Inhibition of guard-cell inward K+ channels by abscisic acid: links and gaps in the signal transduction chain.

作者信息

Assmann S M, Wu W H

机构信息

Department of Biology, Pennsylvania State University, University Park 16802, USA.

出版信息

Symp Soc Exp Biol. 1994;48:193-202.

PMID:7597643
Abstract

Abscisic acid (ABA) affects a number of ion transport mechanisms in guard cells. One effect of ABA is to inhibit inward K+ channels, an effect that can contribute to the inhibition of stomatal opening. One model of the signal transduction cascade mediating this response involves ABA-activation of a G-protein, which in turn activates phospholipase C, resulting in production of inositol 1,4,5-trisphosphate (IP3), elevation of cytosolic free Ca2+ levels (Cai), and activation of a Ca(2+)-dependent phosphatase (protein phosphatase 2B; PP2B) which mediates channel inhibition.

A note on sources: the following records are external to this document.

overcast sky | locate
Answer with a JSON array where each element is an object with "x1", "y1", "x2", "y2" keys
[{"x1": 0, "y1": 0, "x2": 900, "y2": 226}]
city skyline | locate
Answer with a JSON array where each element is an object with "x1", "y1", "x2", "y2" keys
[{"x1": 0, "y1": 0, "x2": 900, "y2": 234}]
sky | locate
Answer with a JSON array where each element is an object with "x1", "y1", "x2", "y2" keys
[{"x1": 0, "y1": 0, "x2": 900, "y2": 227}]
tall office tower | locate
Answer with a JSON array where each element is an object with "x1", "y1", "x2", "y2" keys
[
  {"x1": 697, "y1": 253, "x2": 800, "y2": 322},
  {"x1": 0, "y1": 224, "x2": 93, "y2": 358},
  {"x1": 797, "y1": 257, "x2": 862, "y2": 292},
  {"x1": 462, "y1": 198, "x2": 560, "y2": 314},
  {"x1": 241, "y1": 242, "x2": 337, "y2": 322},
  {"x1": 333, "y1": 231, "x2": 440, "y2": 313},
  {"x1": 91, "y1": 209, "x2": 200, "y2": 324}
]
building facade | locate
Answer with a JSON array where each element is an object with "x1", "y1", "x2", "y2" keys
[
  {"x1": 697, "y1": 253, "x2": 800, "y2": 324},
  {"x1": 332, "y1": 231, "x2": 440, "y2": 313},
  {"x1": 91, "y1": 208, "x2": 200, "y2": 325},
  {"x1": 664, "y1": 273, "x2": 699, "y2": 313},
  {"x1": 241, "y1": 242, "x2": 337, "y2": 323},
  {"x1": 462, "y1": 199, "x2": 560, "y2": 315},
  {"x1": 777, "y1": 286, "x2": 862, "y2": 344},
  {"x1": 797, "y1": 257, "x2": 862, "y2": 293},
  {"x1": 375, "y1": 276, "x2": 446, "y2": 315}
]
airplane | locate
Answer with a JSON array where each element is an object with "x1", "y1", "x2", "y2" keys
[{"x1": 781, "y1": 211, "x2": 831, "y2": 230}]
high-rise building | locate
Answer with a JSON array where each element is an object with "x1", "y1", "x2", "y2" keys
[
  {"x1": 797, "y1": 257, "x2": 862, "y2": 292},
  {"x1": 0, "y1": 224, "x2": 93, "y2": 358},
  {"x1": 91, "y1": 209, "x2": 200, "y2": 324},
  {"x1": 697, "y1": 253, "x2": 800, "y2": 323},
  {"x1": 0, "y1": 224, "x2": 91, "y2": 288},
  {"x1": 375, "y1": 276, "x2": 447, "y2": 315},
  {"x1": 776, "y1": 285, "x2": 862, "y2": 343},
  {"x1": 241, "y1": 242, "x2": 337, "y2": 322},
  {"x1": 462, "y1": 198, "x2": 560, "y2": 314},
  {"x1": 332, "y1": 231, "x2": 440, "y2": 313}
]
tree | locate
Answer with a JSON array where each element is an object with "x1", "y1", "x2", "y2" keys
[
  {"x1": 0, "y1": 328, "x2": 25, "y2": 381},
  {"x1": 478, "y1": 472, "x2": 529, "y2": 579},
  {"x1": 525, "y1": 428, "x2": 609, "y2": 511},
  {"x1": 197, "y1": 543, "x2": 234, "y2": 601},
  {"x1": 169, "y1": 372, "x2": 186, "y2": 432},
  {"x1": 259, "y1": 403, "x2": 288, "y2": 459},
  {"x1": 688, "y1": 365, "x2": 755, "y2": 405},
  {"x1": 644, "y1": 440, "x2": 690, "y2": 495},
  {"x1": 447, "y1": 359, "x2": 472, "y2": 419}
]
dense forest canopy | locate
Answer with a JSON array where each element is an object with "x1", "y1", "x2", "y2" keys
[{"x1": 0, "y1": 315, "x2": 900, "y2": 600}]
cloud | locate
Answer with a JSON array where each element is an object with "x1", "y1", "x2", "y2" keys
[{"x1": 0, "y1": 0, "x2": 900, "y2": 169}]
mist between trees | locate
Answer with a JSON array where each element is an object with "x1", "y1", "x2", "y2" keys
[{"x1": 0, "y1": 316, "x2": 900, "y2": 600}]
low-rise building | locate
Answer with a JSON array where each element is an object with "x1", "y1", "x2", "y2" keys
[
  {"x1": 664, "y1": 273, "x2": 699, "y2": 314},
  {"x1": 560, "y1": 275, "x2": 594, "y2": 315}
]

A review of the literature reveals that several of the links in this putative signal transduction chain have been established. The G-protein activator, GTP gamma S, inhibits inward K+ currents. Exogenous IP3 inhibits inward K+ currents. Exogenous IP3 elevates Cai. Elevated Cai inhibits inward K+ currents, and the inhibition by ABA of inward K+ currents does require Ca2+. Exogenous PP2B inhibits inward K+ currents, and an endogenous Ca(2+)-dependent phosphatase activity is present in guard cells. However, significant gaps in the chain remain. There is no direct evidence that ABA activates a G-protein. The presence or absence of a G-protein-activated phospholipase C in guard cells has not been investigated. Elevation of Cai by ABA is variable, and the reasons for this variability remain to be established. It is not known whether or not activation of a guard-cell PP2B homolog is the exclusive mechanism by which Ca2+ inhibits the channels.

摘要

脱落酸(ABA)影响保卫细胞中的多种离子转运机制。ABA的一个作用是抑制内向钾离子通道,这种作用有助于抑制气孔开放。介导这种反应的信号转导级联的一种模型涉及ABA激活G蛋白,G蛋白进而激活磷脂酶C,导致肌醇1,4,5-三磷酸(IP3)的产生、胞质游离钙离子水平(Cai)的升高以及一种钙依赖性磷酸酶(蛋白磷酸酶2B;PP2B)的激活,该磷酸酶介导通道抑制。对文献的综述表明,这个假定的信号转导链中的几个环节已经得到证实。G蛋白激活剂GTPγS抑制内向钾离子电流。外源性IP3抑制内向钾离子电流。外源性IP3升高Cai。升高的Cai抑制内向钾离子电流,并且ABA对内向钾离子电流的抑制确实需要钙离子。外源性PP2B抑制内向钾离子电流,并且保卫细胞中存在内源性钙依赖性磷酸酶活性。然而,该链中仍存在显著差距。没有直接证据表明ABA激活G蛋白。尚未研究保卫细胞中是否存在G蛋白激活的磷脂酶C。ABA引起的Cai升高是可变的,这种变异性的原因尚待确定。尚不清楚保卫细胞PP2B同源物的激活是否是钙离子抑制通道的唯一机制。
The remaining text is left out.